I am looking for a way to concisely and efficiently concatenate 3 or more slices in Go.
Let's say I want to concatenate the following slices (all the code can be found here - https://play.golang.org/p/6682YiFF8qG):
a := []int{1, 2, 3}
b := []int{4, 5, 6}
c := []int{7, 8, 9}
My first attempt is by using the append method:
d1 := append(a, b...)
d1 = append(d1, c...) // [1 2 3 4 5 6 7 8 9]
However, this method is verbose and requires 2 append calls for concatenating three slices.

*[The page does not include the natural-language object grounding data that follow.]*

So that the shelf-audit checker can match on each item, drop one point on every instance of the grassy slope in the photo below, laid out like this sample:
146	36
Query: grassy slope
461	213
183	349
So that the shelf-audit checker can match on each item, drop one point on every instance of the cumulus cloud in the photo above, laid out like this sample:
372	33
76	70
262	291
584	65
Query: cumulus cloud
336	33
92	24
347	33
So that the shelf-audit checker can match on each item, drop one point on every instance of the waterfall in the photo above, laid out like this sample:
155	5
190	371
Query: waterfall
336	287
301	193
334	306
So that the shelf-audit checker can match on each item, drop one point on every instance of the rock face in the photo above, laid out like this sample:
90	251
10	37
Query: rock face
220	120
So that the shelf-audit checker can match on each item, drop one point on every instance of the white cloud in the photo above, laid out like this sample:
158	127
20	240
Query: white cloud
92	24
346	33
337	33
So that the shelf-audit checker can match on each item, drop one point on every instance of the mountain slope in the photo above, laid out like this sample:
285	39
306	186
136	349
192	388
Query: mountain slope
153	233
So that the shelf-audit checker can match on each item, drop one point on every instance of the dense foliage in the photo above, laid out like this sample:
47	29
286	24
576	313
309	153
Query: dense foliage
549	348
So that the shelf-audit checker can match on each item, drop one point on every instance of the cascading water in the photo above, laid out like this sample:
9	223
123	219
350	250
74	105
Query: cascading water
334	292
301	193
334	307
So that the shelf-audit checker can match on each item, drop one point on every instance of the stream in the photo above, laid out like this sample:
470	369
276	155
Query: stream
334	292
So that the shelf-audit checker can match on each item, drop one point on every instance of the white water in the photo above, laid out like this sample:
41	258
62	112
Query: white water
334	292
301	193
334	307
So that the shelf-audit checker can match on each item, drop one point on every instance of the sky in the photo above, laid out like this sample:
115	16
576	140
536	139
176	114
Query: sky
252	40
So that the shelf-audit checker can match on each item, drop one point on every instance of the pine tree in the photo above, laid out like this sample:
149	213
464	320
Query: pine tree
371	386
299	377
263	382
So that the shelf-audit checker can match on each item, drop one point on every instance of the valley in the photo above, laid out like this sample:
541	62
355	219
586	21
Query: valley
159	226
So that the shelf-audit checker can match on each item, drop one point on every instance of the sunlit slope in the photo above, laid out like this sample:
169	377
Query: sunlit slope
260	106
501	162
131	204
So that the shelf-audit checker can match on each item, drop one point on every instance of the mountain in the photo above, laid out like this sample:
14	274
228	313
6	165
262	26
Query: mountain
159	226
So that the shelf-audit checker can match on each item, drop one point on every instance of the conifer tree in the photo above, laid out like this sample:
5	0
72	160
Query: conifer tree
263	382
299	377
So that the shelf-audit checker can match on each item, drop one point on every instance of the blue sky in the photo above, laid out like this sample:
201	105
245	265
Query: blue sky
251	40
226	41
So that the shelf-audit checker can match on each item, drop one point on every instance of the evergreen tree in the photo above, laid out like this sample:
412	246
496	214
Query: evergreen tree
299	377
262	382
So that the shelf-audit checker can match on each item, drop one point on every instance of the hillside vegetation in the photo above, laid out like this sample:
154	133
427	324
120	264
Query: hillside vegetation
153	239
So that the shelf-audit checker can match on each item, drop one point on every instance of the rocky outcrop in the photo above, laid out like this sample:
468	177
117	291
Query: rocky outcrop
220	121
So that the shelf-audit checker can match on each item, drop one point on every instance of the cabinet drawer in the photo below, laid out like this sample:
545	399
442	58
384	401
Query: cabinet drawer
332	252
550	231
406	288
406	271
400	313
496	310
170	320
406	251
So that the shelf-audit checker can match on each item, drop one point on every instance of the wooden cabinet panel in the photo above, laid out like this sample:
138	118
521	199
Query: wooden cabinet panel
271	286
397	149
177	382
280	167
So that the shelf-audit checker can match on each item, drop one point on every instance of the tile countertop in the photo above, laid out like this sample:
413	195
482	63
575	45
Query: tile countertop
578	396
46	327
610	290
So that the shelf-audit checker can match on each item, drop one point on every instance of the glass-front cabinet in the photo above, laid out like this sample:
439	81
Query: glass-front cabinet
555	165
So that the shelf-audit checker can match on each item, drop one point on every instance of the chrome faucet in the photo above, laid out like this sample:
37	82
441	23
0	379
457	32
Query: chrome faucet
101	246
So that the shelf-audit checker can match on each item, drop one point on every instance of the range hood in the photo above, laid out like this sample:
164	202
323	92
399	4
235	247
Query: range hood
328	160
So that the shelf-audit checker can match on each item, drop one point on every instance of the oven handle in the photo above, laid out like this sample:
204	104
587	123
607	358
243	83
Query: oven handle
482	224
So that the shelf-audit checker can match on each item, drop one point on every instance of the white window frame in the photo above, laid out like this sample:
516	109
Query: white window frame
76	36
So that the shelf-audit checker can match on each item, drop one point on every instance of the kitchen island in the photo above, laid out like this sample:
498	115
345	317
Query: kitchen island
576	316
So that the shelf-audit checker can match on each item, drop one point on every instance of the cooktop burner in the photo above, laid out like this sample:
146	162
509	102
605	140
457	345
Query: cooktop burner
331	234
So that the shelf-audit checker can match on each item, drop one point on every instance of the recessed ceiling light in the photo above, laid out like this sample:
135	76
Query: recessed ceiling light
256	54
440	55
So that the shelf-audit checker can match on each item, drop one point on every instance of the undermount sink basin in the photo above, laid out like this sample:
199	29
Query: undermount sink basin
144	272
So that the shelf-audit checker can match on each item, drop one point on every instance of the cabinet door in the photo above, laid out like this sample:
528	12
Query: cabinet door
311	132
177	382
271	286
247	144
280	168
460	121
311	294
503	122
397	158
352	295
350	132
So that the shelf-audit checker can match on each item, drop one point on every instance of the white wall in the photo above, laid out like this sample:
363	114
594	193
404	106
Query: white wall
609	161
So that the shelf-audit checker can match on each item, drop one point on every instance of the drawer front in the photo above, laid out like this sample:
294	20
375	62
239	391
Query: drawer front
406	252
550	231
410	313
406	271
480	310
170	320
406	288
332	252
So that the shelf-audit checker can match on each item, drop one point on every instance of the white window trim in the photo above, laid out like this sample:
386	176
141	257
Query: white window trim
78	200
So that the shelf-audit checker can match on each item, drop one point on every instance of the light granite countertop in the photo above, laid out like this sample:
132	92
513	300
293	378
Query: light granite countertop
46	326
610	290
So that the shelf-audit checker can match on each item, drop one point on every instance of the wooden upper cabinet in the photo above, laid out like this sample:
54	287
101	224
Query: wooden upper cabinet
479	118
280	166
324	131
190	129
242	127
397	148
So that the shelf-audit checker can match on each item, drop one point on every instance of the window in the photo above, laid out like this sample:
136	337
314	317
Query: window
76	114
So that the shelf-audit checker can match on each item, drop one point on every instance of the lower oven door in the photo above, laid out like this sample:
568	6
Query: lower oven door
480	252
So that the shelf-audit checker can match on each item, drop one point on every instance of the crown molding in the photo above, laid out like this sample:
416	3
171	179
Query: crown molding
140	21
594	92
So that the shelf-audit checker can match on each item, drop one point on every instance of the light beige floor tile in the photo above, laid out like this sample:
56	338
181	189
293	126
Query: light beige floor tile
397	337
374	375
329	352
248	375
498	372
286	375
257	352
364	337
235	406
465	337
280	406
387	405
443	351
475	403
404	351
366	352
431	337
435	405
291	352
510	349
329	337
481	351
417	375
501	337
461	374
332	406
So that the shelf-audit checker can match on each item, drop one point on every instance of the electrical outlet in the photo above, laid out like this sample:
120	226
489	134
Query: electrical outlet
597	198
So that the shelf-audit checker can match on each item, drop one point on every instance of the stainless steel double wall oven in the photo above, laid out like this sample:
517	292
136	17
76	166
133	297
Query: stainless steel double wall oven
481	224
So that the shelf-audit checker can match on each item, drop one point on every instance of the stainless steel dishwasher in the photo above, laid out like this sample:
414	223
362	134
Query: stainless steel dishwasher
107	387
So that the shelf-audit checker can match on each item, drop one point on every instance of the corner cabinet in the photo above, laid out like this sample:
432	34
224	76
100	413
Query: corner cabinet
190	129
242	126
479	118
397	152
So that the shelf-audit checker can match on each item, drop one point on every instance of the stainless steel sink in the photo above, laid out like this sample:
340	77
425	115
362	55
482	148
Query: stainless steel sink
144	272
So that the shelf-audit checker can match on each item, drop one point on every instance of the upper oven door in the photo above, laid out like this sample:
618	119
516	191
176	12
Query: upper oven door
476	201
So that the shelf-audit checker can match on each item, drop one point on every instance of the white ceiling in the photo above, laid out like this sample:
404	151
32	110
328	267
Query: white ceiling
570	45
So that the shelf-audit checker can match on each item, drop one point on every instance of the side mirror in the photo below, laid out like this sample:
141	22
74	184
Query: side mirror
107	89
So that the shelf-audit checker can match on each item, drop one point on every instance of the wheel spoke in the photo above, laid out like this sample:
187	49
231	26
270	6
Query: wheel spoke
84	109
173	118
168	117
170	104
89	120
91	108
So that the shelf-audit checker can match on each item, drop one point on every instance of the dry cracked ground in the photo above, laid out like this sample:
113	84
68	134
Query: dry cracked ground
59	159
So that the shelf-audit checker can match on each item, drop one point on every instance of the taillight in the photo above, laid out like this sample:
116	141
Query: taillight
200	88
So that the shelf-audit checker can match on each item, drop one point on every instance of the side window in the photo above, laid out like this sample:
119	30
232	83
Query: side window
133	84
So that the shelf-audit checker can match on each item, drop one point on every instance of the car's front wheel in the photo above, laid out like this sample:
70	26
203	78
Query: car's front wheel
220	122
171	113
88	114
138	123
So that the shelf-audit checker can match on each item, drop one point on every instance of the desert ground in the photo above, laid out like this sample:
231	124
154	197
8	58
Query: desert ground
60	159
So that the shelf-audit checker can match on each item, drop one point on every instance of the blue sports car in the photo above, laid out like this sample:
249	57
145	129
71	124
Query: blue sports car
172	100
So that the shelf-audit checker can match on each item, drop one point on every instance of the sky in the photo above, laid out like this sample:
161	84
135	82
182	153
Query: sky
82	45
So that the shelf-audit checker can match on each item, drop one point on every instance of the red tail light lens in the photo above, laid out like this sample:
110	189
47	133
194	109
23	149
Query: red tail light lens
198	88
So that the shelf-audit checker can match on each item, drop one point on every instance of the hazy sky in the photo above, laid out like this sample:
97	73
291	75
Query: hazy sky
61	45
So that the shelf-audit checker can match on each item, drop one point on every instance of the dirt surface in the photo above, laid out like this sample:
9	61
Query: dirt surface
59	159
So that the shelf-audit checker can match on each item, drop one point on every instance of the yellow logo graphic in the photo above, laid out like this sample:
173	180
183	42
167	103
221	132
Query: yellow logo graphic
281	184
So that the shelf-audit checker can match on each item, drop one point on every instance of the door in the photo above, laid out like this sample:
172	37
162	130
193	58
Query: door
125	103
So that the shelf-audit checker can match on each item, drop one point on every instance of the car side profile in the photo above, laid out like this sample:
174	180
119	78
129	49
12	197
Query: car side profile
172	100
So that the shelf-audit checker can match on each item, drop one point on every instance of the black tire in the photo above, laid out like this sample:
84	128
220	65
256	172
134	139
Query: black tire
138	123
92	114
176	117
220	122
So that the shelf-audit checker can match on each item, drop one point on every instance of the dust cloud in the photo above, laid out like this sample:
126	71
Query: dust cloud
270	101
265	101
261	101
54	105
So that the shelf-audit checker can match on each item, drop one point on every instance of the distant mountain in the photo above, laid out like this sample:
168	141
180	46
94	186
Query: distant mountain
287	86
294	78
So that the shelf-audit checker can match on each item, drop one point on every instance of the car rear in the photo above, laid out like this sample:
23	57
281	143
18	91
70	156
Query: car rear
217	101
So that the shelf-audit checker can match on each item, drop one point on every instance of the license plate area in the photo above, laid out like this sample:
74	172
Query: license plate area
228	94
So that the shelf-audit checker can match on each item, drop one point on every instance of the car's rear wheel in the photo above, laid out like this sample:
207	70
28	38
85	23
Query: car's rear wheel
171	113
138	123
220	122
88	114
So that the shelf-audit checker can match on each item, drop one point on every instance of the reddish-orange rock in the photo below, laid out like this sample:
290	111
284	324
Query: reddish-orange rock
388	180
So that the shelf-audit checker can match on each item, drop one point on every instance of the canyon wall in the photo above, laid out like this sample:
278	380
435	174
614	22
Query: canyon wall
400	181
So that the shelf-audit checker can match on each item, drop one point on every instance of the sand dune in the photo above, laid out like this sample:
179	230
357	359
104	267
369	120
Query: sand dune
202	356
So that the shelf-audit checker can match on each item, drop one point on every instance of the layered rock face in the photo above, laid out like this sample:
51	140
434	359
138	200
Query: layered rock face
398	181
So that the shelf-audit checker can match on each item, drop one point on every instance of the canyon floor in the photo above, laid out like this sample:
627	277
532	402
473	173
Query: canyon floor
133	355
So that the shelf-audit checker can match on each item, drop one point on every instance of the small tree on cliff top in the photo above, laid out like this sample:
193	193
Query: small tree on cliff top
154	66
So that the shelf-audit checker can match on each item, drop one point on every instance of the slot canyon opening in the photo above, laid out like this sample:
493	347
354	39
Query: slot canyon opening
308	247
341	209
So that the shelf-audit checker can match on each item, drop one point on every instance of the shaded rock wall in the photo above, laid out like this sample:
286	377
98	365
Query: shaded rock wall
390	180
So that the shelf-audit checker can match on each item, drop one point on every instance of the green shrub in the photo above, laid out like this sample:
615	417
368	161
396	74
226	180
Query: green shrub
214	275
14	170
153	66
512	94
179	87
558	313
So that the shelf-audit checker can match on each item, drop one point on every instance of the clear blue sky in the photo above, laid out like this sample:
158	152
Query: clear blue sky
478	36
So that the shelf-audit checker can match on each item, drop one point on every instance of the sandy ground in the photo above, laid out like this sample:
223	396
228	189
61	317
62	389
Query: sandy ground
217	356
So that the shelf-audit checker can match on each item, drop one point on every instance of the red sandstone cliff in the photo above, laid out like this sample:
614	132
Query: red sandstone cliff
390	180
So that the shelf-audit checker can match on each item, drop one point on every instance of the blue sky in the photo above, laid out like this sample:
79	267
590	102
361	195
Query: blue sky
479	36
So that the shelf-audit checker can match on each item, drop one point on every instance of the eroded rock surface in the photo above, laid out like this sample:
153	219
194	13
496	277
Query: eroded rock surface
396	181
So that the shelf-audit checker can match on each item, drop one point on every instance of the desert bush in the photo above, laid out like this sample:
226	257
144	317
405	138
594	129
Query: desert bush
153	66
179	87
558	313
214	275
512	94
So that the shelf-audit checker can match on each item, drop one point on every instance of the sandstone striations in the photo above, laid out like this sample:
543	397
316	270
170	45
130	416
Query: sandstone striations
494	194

So, for n slices, I will need n-1 calls to append, which is not only verbose, but also inefficient as it requires multiple allocations.
My next attempt is to create a variadic function to handle the concatenation with only one new slice allocation:
func concat(slicesOfSlices ...[]int) []int {
var totalLengthOfSlices int
for _, slice := range slicesOfSlices {
totalLengthOfSlices += len(slice)
}
arr := make([]int, 0, totalLengthOfSlices)
for _, slice := range slicesOfSlices {
arr = append(arr, slice...)
}
return arr
}
Then I can use it as follows:
d2 := concat(a, b, c) // [1 2 3 4 5 6 7 8 9]
To illustrate, I want to emulate the following convenient functionality of the spread operator in JavaScript, which I often use in the following way:
const a = [1, 2, 3];
const b = [4, 5, 6];
const c = [7, 8, 9];
const d = [...a, ...b, ...c]; // [1, 2, 3, 4, 5, 6, 7, 8, 9]
In other words, I am looking for a way to do something like d3 := append(a, b, c) or d3 := append(a, b..., c...) but with the standard Go library or using less code than I did.
Note on possible duplicates
I don't think this is a duplicate of the question "How to concatenate two slices" as my question is about concatenating 3 or more slices in the most concise and idiomatic way.
a = append(a, append(b, c...)...)to achieve it in one line.